O governo uruguaio relativizou as declarações do papa Francisco, dadas na semana passada, no Rio, condenando os projetos de lei que preveem a liberação do consumo de drogas em vários países. "O Uruguai é um Estado laico e o projeto de lei sobre as drogas é parte de nossas políticas públicas", afirmou o secretário nacional de drogas, Julio Calzada, ao 'Estado'. "Não tem nada a ver com fé,"

O Estado de S.Paulo

04 de agosto de 2013 | 02h06

No entanto, Calzada disse que concorda com a opinião do papa sobre o "combate ao narcotráfico". O secretário uruguaio disse que, assim como Francisco, tem preocupações com o perigo das drogas e seu consumo. "Não faz bem à sociedade contemporânea", afirmou.

O Uruguai é considerado o país mais laico das Américas. O processo começou em 1867, com a implantação do ensino público secular, e concretizou-se em 1919 com a separação definitiva entre Igreja e Estado.
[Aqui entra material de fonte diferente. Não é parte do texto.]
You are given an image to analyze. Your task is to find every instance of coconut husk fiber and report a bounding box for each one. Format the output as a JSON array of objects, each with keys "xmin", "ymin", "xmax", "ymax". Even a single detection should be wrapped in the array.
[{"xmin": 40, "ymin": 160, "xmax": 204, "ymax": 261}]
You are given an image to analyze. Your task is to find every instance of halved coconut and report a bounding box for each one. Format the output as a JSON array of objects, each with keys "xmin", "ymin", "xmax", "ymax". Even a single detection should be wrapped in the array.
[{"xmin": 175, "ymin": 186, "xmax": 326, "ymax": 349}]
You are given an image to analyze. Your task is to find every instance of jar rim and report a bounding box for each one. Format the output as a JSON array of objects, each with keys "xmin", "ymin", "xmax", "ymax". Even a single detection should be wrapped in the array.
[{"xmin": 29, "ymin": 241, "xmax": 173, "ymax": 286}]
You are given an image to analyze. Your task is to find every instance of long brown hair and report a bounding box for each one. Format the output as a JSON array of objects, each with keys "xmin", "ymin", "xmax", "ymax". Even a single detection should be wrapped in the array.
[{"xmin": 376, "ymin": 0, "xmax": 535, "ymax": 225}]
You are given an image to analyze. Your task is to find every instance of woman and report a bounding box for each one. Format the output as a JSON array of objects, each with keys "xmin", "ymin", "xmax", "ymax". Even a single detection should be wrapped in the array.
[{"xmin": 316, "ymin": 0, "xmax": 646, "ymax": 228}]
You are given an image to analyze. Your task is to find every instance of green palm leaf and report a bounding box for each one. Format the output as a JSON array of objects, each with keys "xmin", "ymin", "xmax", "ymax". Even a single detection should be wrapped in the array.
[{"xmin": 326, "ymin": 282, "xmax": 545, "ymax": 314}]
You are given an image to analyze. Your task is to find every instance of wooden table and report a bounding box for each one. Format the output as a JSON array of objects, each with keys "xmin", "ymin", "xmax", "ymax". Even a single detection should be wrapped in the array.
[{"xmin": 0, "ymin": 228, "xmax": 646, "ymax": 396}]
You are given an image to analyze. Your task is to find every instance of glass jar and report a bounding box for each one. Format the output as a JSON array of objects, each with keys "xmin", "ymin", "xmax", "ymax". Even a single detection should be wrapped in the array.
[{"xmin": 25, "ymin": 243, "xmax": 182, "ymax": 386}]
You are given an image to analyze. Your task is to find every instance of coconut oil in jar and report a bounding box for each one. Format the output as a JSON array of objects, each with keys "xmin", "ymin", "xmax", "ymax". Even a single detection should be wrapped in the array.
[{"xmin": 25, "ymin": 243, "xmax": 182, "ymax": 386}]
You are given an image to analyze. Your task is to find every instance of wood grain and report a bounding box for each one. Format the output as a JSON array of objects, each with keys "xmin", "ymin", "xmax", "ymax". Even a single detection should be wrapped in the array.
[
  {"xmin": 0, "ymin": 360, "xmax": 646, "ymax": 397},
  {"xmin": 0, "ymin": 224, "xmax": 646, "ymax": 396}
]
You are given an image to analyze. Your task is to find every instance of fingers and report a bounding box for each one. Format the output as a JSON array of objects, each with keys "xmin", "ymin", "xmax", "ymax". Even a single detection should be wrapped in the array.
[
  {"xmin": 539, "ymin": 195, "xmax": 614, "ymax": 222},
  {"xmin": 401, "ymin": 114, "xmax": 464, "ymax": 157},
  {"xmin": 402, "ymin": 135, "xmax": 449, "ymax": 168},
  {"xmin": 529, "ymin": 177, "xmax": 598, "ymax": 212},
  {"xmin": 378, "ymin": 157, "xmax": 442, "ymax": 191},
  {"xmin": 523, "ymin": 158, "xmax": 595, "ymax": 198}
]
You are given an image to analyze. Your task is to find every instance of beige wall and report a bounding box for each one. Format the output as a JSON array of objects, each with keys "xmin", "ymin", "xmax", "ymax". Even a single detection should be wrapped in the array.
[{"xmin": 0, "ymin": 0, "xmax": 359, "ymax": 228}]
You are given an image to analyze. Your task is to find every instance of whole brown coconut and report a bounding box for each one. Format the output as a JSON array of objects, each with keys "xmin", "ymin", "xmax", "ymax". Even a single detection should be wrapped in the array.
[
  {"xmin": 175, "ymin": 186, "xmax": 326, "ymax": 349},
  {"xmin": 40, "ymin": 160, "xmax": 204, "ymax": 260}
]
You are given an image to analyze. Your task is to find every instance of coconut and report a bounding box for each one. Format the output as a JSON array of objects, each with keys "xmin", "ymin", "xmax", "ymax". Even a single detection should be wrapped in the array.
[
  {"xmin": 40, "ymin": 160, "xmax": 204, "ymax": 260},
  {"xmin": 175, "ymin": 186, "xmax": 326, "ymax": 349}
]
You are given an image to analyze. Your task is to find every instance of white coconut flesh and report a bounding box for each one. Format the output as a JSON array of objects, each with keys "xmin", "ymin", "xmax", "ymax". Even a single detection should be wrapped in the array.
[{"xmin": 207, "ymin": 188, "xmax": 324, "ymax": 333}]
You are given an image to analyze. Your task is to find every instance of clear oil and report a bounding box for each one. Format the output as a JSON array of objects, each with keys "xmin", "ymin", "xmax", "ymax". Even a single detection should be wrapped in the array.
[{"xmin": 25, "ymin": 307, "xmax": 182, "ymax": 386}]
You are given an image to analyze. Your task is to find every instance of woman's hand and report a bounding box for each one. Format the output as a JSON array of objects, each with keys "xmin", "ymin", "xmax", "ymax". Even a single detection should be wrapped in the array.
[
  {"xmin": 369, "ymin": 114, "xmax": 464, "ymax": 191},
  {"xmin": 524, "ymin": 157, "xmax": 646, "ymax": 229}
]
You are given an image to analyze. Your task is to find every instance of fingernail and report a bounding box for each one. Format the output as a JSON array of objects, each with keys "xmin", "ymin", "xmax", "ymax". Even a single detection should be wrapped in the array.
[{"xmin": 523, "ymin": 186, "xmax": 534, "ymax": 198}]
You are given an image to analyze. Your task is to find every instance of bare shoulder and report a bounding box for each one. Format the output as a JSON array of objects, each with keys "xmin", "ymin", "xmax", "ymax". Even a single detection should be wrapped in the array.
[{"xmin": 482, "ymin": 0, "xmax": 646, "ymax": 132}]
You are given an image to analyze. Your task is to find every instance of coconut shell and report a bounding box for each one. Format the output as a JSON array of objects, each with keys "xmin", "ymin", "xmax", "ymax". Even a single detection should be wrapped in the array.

O juramento de posse dos presidentes uruguaios exclui qualquer referência a Deus, que jura por sua honra e pela Constituição. Não há crucifixos no Parlamento, nem sequer nas repartições ou hospitais públicos.

Os católicos "formais" (isto é, os batizados) são apenas 47% da população. No entanto, somente 5% deles são praticantes. Os ateus constituem 17% dos uruguaios. / A.P.